Business spending is weak too, falling 0.8% quarter-on-quarter, suggesting “the private sector recovery is still on weak footing,” HSBC economists Jun Takazawa and Frederic Neumann wrote in a Thursday research note.

Stagflation?

Prices in Japan rose by 3.2% last year, the highest rate since 1982. Inflation has cooled since then, but are still rising faster than incomes.

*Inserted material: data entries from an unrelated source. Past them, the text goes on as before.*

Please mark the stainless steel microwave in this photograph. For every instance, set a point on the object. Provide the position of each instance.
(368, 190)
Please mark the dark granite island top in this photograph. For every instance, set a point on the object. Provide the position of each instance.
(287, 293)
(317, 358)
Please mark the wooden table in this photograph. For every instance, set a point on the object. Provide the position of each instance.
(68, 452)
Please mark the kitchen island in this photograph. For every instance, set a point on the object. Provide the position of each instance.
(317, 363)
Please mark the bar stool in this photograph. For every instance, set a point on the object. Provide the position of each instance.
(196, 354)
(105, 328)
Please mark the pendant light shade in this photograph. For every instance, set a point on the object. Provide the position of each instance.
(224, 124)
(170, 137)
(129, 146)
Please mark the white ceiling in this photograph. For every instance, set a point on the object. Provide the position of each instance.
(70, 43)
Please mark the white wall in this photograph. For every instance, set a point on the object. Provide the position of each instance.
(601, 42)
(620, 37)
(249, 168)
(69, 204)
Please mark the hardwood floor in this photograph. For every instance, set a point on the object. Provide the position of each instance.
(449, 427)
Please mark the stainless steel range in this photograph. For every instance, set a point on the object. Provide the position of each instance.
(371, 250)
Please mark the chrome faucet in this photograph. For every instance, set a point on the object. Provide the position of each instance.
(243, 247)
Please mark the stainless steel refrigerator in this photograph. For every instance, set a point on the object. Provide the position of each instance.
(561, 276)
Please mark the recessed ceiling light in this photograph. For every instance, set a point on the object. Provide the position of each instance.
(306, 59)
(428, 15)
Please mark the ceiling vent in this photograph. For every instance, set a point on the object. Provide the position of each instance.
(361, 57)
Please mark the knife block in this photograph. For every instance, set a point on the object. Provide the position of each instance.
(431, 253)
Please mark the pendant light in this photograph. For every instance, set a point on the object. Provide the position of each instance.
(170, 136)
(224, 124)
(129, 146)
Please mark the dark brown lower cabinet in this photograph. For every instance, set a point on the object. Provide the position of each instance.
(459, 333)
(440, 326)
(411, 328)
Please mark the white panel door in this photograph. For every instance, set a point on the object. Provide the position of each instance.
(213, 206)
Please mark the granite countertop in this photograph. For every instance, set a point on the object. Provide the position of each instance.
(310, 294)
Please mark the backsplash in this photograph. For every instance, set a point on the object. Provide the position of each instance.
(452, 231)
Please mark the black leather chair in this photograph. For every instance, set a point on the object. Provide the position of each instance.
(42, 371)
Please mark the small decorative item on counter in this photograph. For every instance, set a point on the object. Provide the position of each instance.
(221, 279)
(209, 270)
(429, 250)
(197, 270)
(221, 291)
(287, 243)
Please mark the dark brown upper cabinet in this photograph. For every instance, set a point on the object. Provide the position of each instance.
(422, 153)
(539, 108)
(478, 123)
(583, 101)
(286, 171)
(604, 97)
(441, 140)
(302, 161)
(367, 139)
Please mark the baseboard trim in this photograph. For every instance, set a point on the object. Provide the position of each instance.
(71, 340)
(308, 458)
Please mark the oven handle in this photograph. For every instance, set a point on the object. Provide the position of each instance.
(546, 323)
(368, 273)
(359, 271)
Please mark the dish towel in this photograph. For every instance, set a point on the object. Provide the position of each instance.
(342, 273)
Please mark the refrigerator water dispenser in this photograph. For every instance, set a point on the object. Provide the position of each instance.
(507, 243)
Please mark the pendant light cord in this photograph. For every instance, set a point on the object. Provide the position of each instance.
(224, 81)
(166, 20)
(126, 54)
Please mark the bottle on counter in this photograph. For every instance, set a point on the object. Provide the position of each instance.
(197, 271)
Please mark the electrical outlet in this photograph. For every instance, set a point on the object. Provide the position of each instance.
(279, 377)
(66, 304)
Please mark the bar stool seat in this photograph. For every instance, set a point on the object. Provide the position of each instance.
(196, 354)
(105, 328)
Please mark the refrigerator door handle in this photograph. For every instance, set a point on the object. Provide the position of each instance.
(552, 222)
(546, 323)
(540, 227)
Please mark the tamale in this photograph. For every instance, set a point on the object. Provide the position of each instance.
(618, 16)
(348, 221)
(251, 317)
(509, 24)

Real wages have dropped for two years straight, meaning "households understandably continued to limit their spending" last quarter, HSBC's Takazawa and Neumann wrote.

The combination of weak growth and rising prices is raising the specter of stagflation. “There’s barely any growth and inflation is running high,” Taro Saito, head of economic research at NLI Research Institute, told Bloomberg.

Slow growth complicates whether and when the Bank of Japan hikes interest rates again to get inflation under control. “This is not at all the kind of situation where they can raise interest rates again right away,” Nobuyasu Atago, chief economist at Rakuten Securities Economic Research Institute, told Bloomberg.

The Bank of Japan increased interest rates in mid-March to 0-0.1%, ending the last remaining negative interest rate regime among major economies. Central bankers credited successful wage negotiations, where Japanese unions won their biggest pay increases in over 30 years, for their decision to hike rates.

If Japan decides to hold off raising interest rates, that could create another problem: a weak yen.

The Japanese yen has fallen to record low as the country's interest rates remain much lower than those offered by the U.S. A weak currency makes exports cheaper and imports more expensive; that's good for export-focused sectors like tourism and car manufacturing, but hurts households and industries that rely on imported inputs.

Japan's companies are starting to worry about the consequences of a persistently weak yen. The country's largest restaurant companies are now building more outlets overseas in a bid to escape the weak yen, according to Nikkei Asia.

The yen might even be weighing down Japan’s stock markets, which surged past a bubble-era record earlier this year. Bloomberg notes that, in dollar terms, the Nikkei 225 is underperforming the S&P 500 and Hong Kong’s Hang Seng Index.